Abel Ferrara |
No seu Pasolini, Abel Ferrara encena um cineasta marcado pela história trágica de Itália: o filme foi feito logo após Welcome to New York (ainda por estrear entre nós), inspirado no escândalo de Dominique Strauss-Kahn — esta entrevista com Ferrara foi publicada no Diário de Notícias (31 Dezembro), com o título '“Nem os melhores amigos de Pasolini sabiam como ele era”'.
Será que podemos dizer que o seu Pasolini é uma personagem à procura de algum tipo de redenção?
Não sei. Para mim, e também para o Willem Dafoe, tratava-se de tentar perceber o que estava a acontecer na cabeça de Pasolini. Em boa verdade, gostava de saber como é que Pasolini definiria a palavra “redenção”. Pode dizer-se que ele foi o centro de toda uma paisagem criativa em que sempre soube encontrar o equilíbrio entre o trabalho e a família, garantindo a si próprio o tempo que precisava para escrever, para fazer filmes. Mais do que isso: o tempo para escapar a tudo isso e procurar aquilo que sentia necessidade de procurar. Em particular procurando as “razões” (entre aspas) do seu prazer — podia não ser o prazer dos outros, mas era o seu. E é preciso não esquecermos que ele viveu a tragédia da Itália: a ascensão do fascismo, a invasão dos nazis e depois, num certo sentido, a invasão dos americanos e dos exércitos aliados — foram, afinal, momentos que conduziram à libertação de Itália. Seguiu-se a tomada do poder pelos democrata-cristãos, uma “era dourada” (de novo entre aspas) de progresso e daquilo que para ele era o maior flagelo, ou seja, o consumismo. Creio que, de certa maneira, como intelectual, como homem de acção, ele se sentia responsável por tudo isso — como tinha sido possível o país ter chegado ao que chegou?
Pier Paolo Pasolini |
Através dele, acabamos por rever também a história de Itália.

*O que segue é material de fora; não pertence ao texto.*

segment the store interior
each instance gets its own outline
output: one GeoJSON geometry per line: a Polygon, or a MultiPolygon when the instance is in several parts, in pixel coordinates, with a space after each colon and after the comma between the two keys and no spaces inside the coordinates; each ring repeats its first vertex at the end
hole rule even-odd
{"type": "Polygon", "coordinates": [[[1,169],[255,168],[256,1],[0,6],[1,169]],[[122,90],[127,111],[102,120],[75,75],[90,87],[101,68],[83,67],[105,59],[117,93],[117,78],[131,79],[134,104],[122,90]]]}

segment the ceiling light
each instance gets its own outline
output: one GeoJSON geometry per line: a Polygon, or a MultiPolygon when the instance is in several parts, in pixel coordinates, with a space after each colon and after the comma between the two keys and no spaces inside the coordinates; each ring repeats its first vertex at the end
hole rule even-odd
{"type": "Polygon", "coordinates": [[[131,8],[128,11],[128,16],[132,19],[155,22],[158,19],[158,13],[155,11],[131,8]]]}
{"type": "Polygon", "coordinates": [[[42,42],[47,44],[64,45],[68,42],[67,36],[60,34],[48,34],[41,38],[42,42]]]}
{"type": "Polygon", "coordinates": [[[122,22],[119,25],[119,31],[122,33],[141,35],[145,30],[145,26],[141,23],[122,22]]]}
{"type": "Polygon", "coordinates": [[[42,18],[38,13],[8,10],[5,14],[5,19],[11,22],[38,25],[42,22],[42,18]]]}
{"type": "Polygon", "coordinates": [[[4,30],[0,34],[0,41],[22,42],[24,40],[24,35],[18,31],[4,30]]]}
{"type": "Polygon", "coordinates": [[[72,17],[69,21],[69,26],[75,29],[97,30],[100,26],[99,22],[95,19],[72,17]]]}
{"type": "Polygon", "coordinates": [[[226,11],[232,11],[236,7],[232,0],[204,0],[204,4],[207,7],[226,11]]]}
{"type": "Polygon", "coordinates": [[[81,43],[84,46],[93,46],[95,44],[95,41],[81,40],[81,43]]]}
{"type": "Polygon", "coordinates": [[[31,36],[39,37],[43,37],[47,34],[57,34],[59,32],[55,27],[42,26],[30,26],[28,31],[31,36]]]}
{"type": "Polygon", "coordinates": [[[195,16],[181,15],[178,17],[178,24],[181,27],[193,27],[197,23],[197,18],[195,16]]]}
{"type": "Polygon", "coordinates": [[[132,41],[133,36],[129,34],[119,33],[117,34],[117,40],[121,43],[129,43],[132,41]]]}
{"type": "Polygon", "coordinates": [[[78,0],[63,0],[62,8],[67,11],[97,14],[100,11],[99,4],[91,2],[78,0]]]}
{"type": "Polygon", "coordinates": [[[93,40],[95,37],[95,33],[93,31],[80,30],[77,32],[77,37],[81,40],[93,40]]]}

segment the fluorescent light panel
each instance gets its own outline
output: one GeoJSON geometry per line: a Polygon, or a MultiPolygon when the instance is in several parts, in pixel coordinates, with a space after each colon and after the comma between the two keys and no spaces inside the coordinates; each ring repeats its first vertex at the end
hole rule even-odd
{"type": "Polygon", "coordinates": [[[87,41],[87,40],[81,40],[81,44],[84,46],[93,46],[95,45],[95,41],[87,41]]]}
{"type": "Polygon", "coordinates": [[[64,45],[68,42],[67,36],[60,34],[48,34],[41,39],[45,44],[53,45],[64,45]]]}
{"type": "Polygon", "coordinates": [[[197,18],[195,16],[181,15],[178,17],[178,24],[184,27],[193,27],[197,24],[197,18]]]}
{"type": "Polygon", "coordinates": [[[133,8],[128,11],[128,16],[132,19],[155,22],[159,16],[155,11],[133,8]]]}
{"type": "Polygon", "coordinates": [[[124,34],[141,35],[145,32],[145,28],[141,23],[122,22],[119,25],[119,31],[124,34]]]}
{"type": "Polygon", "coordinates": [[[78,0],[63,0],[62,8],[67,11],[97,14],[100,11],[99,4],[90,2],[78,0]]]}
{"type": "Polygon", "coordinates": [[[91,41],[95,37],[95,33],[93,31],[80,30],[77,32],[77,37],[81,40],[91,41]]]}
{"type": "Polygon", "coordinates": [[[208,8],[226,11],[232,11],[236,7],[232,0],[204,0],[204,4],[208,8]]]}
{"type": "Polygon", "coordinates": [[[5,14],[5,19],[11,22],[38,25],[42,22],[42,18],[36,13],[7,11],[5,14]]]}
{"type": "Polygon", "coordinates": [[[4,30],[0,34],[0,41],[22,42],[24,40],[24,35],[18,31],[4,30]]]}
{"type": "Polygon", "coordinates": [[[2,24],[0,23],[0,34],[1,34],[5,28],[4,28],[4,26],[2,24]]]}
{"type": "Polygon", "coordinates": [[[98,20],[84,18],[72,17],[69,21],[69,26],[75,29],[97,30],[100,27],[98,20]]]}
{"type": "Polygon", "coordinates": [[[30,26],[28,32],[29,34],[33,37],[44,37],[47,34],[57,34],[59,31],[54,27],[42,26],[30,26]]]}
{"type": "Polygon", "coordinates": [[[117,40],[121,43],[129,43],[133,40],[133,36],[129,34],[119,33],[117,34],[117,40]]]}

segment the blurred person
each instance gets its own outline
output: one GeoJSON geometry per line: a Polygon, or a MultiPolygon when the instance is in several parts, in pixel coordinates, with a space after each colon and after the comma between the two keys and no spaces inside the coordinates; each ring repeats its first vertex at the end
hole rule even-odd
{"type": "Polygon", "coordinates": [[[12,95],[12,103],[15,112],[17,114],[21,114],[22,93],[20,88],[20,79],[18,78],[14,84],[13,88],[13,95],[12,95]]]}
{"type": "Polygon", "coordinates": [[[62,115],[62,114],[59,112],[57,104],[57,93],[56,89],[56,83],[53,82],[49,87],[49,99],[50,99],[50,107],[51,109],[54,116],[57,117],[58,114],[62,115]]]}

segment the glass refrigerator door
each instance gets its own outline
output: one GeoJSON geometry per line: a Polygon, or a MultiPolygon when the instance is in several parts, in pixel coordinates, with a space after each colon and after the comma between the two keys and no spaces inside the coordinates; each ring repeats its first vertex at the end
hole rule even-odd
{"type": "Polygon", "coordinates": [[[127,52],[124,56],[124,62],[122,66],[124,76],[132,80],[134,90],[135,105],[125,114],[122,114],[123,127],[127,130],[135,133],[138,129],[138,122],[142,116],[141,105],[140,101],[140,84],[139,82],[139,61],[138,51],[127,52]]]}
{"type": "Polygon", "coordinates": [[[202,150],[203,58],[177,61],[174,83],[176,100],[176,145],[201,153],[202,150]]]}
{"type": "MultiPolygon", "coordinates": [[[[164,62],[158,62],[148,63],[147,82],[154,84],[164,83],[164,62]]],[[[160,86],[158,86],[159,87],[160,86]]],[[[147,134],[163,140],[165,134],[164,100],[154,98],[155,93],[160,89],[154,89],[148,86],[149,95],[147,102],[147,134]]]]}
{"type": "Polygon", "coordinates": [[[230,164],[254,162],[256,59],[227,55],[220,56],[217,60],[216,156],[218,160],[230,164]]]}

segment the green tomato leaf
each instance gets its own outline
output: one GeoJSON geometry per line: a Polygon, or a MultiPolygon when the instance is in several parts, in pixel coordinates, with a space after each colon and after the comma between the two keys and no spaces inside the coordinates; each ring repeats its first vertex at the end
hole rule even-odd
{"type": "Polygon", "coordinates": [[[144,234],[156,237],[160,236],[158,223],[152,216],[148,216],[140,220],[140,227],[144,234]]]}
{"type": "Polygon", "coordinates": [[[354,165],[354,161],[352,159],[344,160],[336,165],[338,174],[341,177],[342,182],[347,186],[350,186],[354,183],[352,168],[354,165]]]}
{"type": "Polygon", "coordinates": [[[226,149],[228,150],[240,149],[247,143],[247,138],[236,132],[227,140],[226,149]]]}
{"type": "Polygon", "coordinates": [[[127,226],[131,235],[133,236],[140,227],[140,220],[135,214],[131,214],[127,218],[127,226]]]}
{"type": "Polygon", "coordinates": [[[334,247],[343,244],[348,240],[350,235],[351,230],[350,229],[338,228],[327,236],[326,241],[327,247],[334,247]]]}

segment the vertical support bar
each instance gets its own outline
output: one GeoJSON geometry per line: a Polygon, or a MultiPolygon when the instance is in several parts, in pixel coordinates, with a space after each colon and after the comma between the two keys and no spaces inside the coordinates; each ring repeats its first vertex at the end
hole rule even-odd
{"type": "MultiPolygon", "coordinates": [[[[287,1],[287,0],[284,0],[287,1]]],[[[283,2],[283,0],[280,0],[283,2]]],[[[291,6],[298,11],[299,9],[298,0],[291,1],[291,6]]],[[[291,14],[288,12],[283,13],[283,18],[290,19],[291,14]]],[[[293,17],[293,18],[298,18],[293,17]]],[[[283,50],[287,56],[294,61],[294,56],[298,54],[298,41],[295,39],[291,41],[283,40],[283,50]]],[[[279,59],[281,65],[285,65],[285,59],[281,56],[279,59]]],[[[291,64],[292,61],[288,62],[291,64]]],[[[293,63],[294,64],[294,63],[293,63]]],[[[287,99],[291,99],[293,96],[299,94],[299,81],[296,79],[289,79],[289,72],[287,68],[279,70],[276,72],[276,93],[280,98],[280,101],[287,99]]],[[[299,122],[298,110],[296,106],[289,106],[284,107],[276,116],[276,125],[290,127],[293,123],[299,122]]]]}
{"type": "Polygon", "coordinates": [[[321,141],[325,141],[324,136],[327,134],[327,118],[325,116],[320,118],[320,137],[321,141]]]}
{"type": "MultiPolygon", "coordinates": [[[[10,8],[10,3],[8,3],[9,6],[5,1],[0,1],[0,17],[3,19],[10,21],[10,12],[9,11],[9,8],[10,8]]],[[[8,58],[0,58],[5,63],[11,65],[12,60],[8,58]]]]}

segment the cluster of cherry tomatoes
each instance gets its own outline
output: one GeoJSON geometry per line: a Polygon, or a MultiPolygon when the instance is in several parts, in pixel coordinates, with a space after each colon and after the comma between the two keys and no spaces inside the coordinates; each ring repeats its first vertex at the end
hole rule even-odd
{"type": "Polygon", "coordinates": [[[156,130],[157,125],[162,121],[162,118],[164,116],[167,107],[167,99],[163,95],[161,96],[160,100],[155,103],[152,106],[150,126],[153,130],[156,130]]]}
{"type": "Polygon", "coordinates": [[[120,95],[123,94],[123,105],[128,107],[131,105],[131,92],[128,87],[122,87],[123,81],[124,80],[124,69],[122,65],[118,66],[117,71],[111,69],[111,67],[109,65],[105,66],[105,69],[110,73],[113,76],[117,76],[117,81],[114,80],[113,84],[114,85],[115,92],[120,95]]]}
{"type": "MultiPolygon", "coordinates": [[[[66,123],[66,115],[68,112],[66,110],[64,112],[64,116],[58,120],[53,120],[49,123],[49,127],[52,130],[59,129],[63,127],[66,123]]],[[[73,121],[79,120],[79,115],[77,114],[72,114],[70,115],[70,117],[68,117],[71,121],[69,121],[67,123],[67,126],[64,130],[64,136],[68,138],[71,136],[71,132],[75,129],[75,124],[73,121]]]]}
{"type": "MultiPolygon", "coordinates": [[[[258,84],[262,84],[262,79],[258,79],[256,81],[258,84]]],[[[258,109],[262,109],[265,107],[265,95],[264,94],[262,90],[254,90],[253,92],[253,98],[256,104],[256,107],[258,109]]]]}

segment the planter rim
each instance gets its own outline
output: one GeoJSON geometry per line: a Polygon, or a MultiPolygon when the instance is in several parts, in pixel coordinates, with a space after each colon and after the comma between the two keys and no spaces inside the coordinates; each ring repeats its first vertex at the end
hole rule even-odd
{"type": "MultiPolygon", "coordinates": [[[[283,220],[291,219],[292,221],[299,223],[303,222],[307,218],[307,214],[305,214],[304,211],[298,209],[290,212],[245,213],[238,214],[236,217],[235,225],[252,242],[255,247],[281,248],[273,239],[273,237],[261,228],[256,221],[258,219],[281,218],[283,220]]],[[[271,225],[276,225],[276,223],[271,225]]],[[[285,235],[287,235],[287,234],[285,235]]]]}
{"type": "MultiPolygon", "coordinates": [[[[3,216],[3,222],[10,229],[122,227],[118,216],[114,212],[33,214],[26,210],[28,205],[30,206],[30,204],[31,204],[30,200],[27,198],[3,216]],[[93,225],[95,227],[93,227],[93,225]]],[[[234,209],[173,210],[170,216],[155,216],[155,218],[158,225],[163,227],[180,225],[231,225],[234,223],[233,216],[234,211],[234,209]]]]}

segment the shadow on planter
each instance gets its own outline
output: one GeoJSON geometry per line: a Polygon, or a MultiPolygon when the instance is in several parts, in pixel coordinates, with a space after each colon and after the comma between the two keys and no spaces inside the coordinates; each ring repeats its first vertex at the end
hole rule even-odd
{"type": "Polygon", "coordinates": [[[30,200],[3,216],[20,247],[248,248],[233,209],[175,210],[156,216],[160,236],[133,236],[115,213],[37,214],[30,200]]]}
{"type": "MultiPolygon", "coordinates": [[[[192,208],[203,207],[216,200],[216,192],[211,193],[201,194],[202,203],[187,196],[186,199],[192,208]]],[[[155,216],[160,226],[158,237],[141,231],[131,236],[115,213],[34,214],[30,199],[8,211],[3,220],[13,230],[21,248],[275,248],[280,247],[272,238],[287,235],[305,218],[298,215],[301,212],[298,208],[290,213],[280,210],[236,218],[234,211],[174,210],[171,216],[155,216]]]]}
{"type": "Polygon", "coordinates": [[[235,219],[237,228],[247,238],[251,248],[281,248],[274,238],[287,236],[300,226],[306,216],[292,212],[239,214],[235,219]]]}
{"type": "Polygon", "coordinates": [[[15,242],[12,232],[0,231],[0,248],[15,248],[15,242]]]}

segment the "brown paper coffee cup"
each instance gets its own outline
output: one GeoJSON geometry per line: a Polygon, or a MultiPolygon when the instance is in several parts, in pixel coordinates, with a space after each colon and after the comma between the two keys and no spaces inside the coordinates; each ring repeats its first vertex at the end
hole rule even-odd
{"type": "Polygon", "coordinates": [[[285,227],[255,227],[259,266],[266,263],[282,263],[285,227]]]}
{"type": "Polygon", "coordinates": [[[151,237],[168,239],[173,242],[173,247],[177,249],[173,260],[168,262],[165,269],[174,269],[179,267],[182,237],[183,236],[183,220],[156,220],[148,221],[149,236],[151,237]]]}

É uma realidade que ele não pode nem quer evitar. Quando se vive dessa maneira, no fim de tudo isso há qualquer coisa de destino, de “karma” — acabou morto numa praia... Pasolini sabia a vida que vivia. Na sua derradeira entrevista, foi ele próprio que o disse: “Tenho de pagar pelas consequências das minhas acções e vou até ao inferno, se for preciso”. Voltando à palavra “redenção”... Como é que podemos definir redenção?
Talvez no sentido de não desistirmos de acreditar que o Bem é possível contra o Mal. Para além de todas as diferenças de história e contexto, a questão também surge a propósito da personagem de Devereaux (Gérard Depardieu), em Welcome to New York, quando diz “sei que não vou mudar”.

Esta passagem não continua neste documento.